Wilson tossed all four of NC State's touchdowns – while completing 74 percent of his passes for 259 yards – which helped deliver a 28-27 victory.

"Like great players do – every week you've got a game plan on a great player – a great player still goes out there and makes plays," junior free safety Deunta Williams said. "And that's what [Wilson] did today."

UNC, however, helped Wilson's efforts with plenty of mental errors.

N.C. State's two first-half scores were created through long drives. In the second half, though, the Wolfpack put points on the board with big plays.

"The one thing, in all cases, you can't do defensively as well as we did at times, you just can't give up big plays," Butch Davis said. "Big plays are the back breakers, because it breathes confidence, it keeps the momentum going in a different direction.

"Some of their big plays today were certainly attributed to their ability to throw the ball, isolate some guys, and they made some plays. We had some breakdowns; we gave up some big plays. That [was] very, very uncharacteristic. Through 12 games, I think you can just about count probably one or two big plays that we've given up. Today we gave up too many plays."

Wilson passed for 39 of the 71 yards on N.C. State's first scoring drive, including a six-yard touchdown to Jarvis Williams. On the second scoring drive, Wilson, who was responsible for 38 yards, received some aid from three 15-yard penalties – two pass interference calls and a personal foul.

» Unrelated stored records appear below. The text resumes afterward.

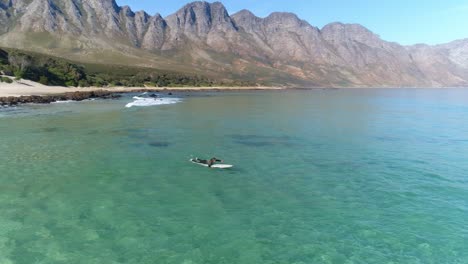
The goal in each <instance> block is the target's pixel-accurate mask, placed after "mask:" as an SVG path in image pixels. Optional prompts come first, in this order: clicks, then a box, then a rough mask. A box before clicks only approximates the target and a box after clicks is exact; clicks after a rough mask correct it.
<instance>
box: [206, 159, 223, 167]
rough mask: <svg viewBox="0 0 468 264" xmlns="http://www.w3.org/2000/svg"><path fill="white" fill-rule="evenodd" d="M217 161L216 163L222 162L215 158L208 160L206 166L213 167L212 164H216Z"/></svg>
mask: <svg viewBox="0 0 468 264" xmlns="http://www.w3.org/2000/svg"><path fill="white" fill-rule="evenodd" d="M217 161H218V162H221V161H222V160H220V159H217V158H212V159H210V160H209V161H208V163H207V164H208V167H210V168H211V166H213V164H214V163H215V162H217Z"/></svg>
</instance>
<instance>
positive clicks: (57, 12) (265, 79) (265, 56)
mask: <svg viewBox="0 0 468 264" xmlns="http://www.w3.org/2000/svg"><path fill="white" fill-rule="evenodd" d="M390 22H391V21H389V23H390ZM0 25H1V26H0V46H3V47H10V48H18V49H24V50H30V51H35V52H41V53H46V54H52V55H55V56H59V57H64V58H67V59H71V60H78V61H82V62H93V63H103V64H104V63H105V64H122V65H134V66H142V67H149V68H155V69H164V70H171V71H175V72H182V73H196V74H202V75H206V76H209V77H215V78H218V79H226V80H236V79H240V80H249V81H255V82H257V83H261V84H270V85H284V86H307V87H453V86H457V87H459V86H460V87H461V86H465V87H466V86H468V39H464V40H457V41H454V42H451V43H448V44H443V45H435V46H430V45H425V44H418V45H412V46H403V45H400V44H398V43H394V42H388V41H385V40H382V39H381V38H380V37H379V36H378V35H376V34H375V33H373V32H371V31H370V30H368V29H366V28H365V27H363V26H361V25H359V24H343V23H331V24H328V25H326V26H324V27H323V28H321V29H320V28H317V27H315V26H312V25H311V24H309V23H308V22H307V21H305V20H302V19H300V18H299V17H297V16H296V15H295V14H292V13H284V12H277V13H272V14H270V15H269V16H267V17H265V18H261V17H257V16H256V15H254V14H253V13H252V12H250V11H248V10H242V11H240V12H237V13H235V14H229V13H228V11H227V10H226V8H225V7H224V6H223V4H222V3H220V2H214V3H208V2H193V3H190V4H187V5H185V6H184V7H182V8H181V9H180V10H178V11H177V12H176V13H174V14H172V15H169V16H167V17H162V16H161V15H159V14H156V15H153V16H151V15H149V14H147V13H146V12H144V11H138V12H134V11H132V10H131V9H130V7H128V6H119V5H117V3H116V2H115V0H99V1H98V0H0ZM402 30H404V29H402Z"/></svg>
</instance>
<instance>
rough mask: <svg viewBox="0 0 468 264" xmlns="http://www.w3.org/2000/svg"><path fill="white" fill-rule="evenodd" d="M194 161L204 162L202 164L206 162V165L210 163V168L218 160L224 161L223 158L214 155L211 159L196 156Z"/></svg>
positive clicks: (219, 161)
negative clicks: (205, 159) (203, 159)
mask: <svg viewBox="0 0 468 264" xmlns="http://www.w3.org/2000/svg"><path fill="white" fill-rule="evenodd" d="M193 161H195V162H198V163H202V164H206V165H208V167H209V168H211V166H213V165H214V164H215V163H216V162H223V161H222V160H220V159H218V158H214V157H213V158H211V159H209V160H202V159H199V158H196V159H194V160H193Z"/></svg>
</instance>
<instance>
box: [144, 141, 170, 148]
mask: <svg viewBox="0 0 468 264" xmlns="http://www.w3.org/2000/svg"><path fill="white" fill-rule="evenodd" d="M148 145H150V146H152V147H155V148H167V147H169V146H170V145H171V144H170V143H168V142H151V143H149V144H148Z"/></svg>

"It's like any other kind of game – you don't know exactly what they're going to allow," Davis said of the penalties. "And we found out today that they weren't going to allow anything."

The penalty calls not only gift-wrapped first downs that prolonged the drive and moved N.C. State down the field. They also weighed on the defensive backs' psyche for the remainder of the game.

"Guys were playing a little more cautious," Williams said. "‘CB' [Charles Brown] one time he went for the bat down when he should have went for the pick, but because of the calls – you don't want [a pass interference] call. So he just went for the bat down, missed it, boom a touchdown. I think it affected us a little bit – more so, I think, on that one drive."

During the aforementioned play – the first and only play of N.C. State's second third quarter drive – Wilson hit Owen Spencer nearly in stride 40 yards down the middle of the field. Spencer raced into the end zone for a 56-yard touchdown reception.

Down 27-21 with the ball on their own 47-yard line, N.C. State opened the fourth quarter with a formation they hadn't used up until that point – an empty set (shotgun formation with only Wilson in the backfield).

"[When] they went to ‘empty,' it gave us a little fit today," Williams said. "…We didn't practice empty out of regular formation a lot this week, so it kind of caught us off guard."

The surprise element contributed to N.C. State converting a first down with a 15-yard pass from Wilson to Toney Baker.

Noticing the bewilderment, N.C. State lined up in the empty formation on the very next play. Before the snap, the confusion in the secondary was noticeable. After the snap, Wilson connected with Spencer for a 38-yard touchdown.

"We just didn't communicate as much as we needed to," Burney said. "We needed to get a linebacker all the way out and that didn't happen. [With] miscommunication like that when you have an all-out blitz bad things can happen."

Wilson had one last big play in him. With 3:16 left in the game, up one-point, facing a 3-and-11, Wilson completed a 25-yard pass to Spencer, which virtually sealed UNC's fate.